1.3.1. L'impossible inventaire du vivant
Inventorier et dénombrer les espèces - indépendamment du sens donné à ce mot, la définition moderne remontant à Linné - est une ambition ancienne. Le grec Théophraste, au IVe siècle avant Jésus-Christ, recense plusieurs centaines de plantes et les répartit en quelques grands groupes : c’est en quelque sorte l’inventeur des classifications botaniques. Les mêmes ordres de grandeur se retrouvent chez Aristote, avec environ 500 espèces animales. Pline l’Ancien, au premier siècle de notre ère, mentionne un peu moins d’un millier d’espèces de plantes dans sa monumentale Histoire naturelle. Certaines bénéficient d’une attention particulière, tel l’olivier qui fait l’objet d’un volume à lui tout seul (Arnould, 2005).
Pendant de longs siècles en Occident - mais c’est aussi vrai en Chine -, ce sont surtout les plantes utiles à des titres divers, alimentaires ou médicinales principalement, qui retiennent l’attention des hommes et sont les plus fréquemment mentionnées. Les recherches ethnobotaniques menées aujourd’hui parmi les populations des forêts tropicales ne montrent pas autre chose. Ainsi, G. David note, à propos des sociétés de l’Océanie insulaire (2003) : « à la connaissance intime qu’ont les Océaniens de leur territoire et des géosymboles qui le structurent correspond une connaissance très fine de leur environnement naturel et des espèces animales et végétales qui l’habitent. Mais celle-ci est sélective : les plantes utiles à l’homme sont parfaitement connues et nommées avec précision, à la différence des plantes sortant de la sphère culturelle de la population étudiée ». Si, au fil des siècles en Occident, a peu à peu émergé une biodiversité « savante », la dimension utilitariste est bel et bien, partout dans le monde, historiquement première.

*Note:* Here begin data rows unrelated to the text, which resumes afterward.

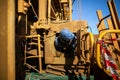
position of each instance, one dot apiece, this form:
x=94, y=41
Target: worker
x=65, y=42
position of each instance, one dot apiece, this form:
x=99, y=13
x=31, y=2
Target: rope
x=110, y=64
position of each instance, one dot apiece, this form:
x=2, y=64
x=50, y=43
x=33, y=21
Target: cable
x=33, y=9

Un seuil quantitatif est franchi à la fin du Moyen Age et au début de l’époque moderne : les botanistes distinguent désormais plusieurs milliers d’espèces, tandis que la pratique des collections se développe. Au milieu du XVIIIe siècle, le Suédois Carl Von Linné recense 9000 espèces de plantes et d’animaux, distribuées au sein d’une classification hiérarchique. C’est également à Linné que l’on doit la nomenclature binominale des espèces, en latin. Le premier terme, avec une majuscule, représente le genre, le second, avec une minuscule, l’espèce (ex. : Passer domesticus, le moineau domestique). [F10]

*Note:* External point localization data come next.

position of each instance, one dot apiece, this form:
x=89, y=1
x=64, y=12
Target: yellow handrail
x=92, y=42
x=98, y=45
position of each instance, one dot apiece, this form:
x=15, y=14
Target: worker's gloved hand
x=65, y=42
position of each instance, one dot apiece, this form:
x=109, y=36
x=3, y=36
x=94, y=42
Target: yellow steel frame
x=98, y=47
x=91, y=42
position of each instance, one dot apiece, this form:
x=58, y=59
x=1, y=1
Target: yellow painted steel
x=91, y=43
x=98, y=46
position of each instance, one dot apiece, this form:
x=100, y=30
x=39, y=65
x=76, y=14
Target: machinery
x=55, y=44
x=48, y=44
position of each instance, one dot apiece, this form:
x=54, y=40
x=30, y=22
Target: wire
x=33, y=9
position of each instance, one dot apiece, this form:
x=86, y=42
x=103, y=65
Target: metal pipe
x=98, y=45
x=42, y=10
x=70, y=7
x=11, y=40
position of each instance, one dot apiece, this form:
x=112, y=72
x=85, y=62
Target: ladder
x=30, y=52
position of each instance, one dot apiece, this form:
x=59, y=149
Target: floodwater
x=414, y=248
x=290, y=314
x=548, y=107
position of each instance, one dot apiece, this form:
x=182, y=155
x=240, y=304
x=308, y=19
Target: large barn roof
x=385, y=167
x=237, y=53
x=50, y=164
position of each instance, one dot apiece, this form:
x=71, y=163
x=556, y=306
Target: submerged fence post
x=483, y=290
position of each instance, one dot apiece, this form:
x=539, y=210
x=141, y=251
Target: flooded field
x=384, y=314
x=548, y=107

La constitution des grands empires coloniaux s’accompagne de l’arrivée en Europe de plantes et d’animaux inconnus. C’est surtout au XIXe siècle, avec la multiplication des voyages d’exploration, que le nombre d’espèces identifiées augmente de façon spectaculaire. Jardins botaniques et zoologiques accueillent les nouveaux venus, tandis que les sociétés savantes prennent en charge la diffusion des connaissances auprès du public.
Au début du XXIe siècle, on connait environ 1,7 millions d’espèces et la liste s’allonge d’une quinzaine de milliers chaque année. Les découvertes concernant les mammifères et les oiseaux se font rares et bénéficient de ce fait d’une certaine médiatisation. Certaines parties du monde, telle la Papouasie-Nouvelle-Guinée, font figure d’eldorado pour les chercheurs en quête de nouvelles espèces : un millier de nouvelles espèces y ont été découvertes au cours de la dernière décennie, pour l’essentiel des papillons, des batraciens et des reptiles. L’Europe est à l’inverse beaucoup mieux inventoriée [F11]
Groupe |
Espèces connues |
Espèces estimées |
Virus |
5 000 |
500 000 |
Bactéries |
4 000 |
400 000 |
Champignons |
70 000 |
1 000 000 |
Végétaux |
250 000 |
300 000 |
Vertébrés |
45 000 |
50 000 |
Mollusques |
70 000 |
200 000 |
Crustacés |
40 000 |
150 000 |
Insectes |
950 000 |
8 000 000 |
Nombre d’espèces connues et nombre d’espèces estimées pour quelques groupes du monde vivant (sources diverses)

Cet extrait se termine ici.